India shares a 1,600-km border with Myanmar.
Security has been an issue with insurgent groups from the northeast taking refuge in Myanmar’s densely forested territory.
In August, the Indian Army reportedly carried out surgical strikes in Myanmar after National Socialist Council of Nagaland-Khaplang (NSCN-K) militants fled to Myanmar from Mon in Nagaland after being attacked.
According to a joint statement, both sides “reaffirmed their shared commitment to fight insurgent activity and the scourge of terrorism in all its forms and manifestations”.
“Both sides expressed the view that the long-standing commitment not to allow insurgent groups to use their soil for hostile activities against the other side is essential for the prosperity of the people residing along the border,” it stated.
Stating that India had a robust development cooperation programme with Myanmar, Modi, in his address to the media, mentioned the Kaladan multi-modal transport project linking Sittwe port in Myanmar with Mizoram and the trilateral highway connecting India, Myanmar and Thailand among others.

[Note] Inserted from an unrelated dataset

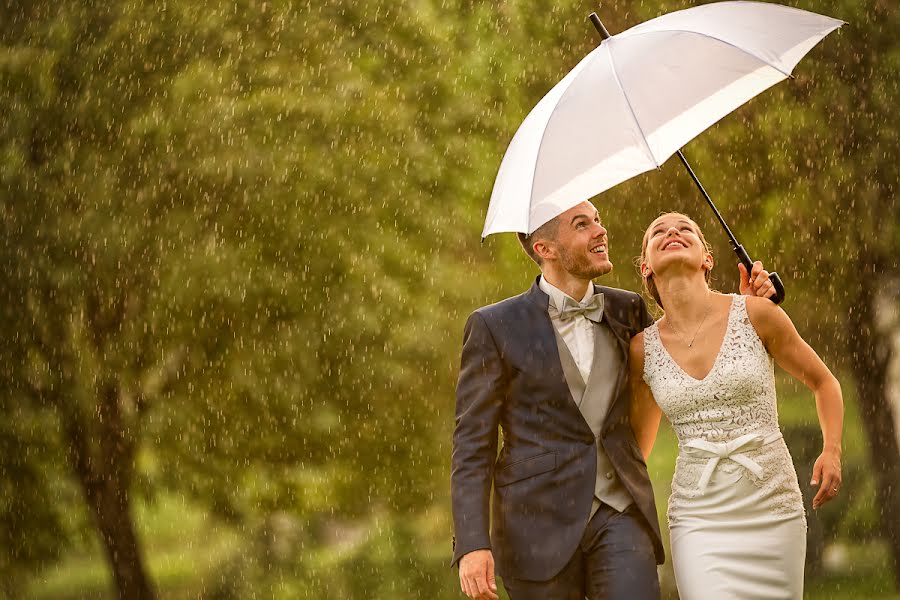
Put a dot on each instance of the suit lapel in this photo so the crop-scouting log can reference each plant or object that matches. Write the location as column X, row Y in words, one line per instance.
column 548, row 342
column 623, row 341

“From the mega connectivity projects like Kaladan and trilateral highway, to projects in the fields of human resource development, health care, training and capacity building, we are sharing our resources and expertise with Myanmar,” Modi said.
“India’s nearly $1.75 billion [Dh6.42 billion] of development assistance is centred on people and is in line with the priorities of Myanmar government and its people.”
The Prime Minister said that in Wednesday’s talks, both sides agreed to enhance engagement in several areas, including agriculture, power, renewable energy and power sector.
India and Myanmar signed three MoUs following the talks — one on cooperation in power sector, another on banking supervision and a third on designing an academic and professional building programme for the insurance industry of Myanmar.
“India will develop a varietal development and seed production centre in Yezin in Myanmar to enhance the quality of seeds,” Modi said.
“We will also work to develop a mutually beneficial arrangement for trade in pulses.”
Modi said India has offered to scale up power supply from Moreh in Manipur to Tamu in Myanmar and also partner in a pilot LED electrification project at a site designated by Myanmar.
“The MoU on ... power sector ... will help create the framework for advancing our linkages in this important sector,” he said.
According to the Prime Minister, the Archaeological Survey of India will soon begin work on restoring two old temples and inscriptions of King Mindon and King Baygyidaw at Bodh Gaya in Bihar.
Commending Suu Kyi for her leadership and commitment to take Myanmar forward, he said: “As a reliable partner and friend, India stands shoulder to shoulder with you.”
On her part, Suu Kyi said Myanmar wanted to work with India not just for friendship “but for peace and stability in the region and beyond”.
She said Myanmar wanted a rule of just laws “and for this we look forward to the experiences of the Lok Sabha and other legislative bodies.”
“We believe India with its experience can help us in our endeavours.”
According to the joint statement, the State Counsellor condemned last month’s cross-border terror attack on Uri army camp in Jammu and Kashmir “and conveyed her deep condolences to the loved ones of those who lost their lives”.
Suu Kyi met Modi on Wednesday, the third and concluding day of her state visit to India.
On Tuesday, she met President Pranab Mukherjee and External Affairs Minister Sushma Swaraj.
Though Suu Kyi is not the President as Myanmar’s Constitution bars her from holding the post, the Nobel peace laureate is effectively the de facto ruler of the country.
This is the first official visit of Suu Kyi to New Delhi since her National League for Democracy swept parliamentary elections and assumed power in Myanmar in March this year.
Before reaching New Delhi on Monday, she attended the BRICS-Bimstec Outreach Summit in Goa.
Her visit comes after Myanmar President U Htin Kyaw’s came to India in August.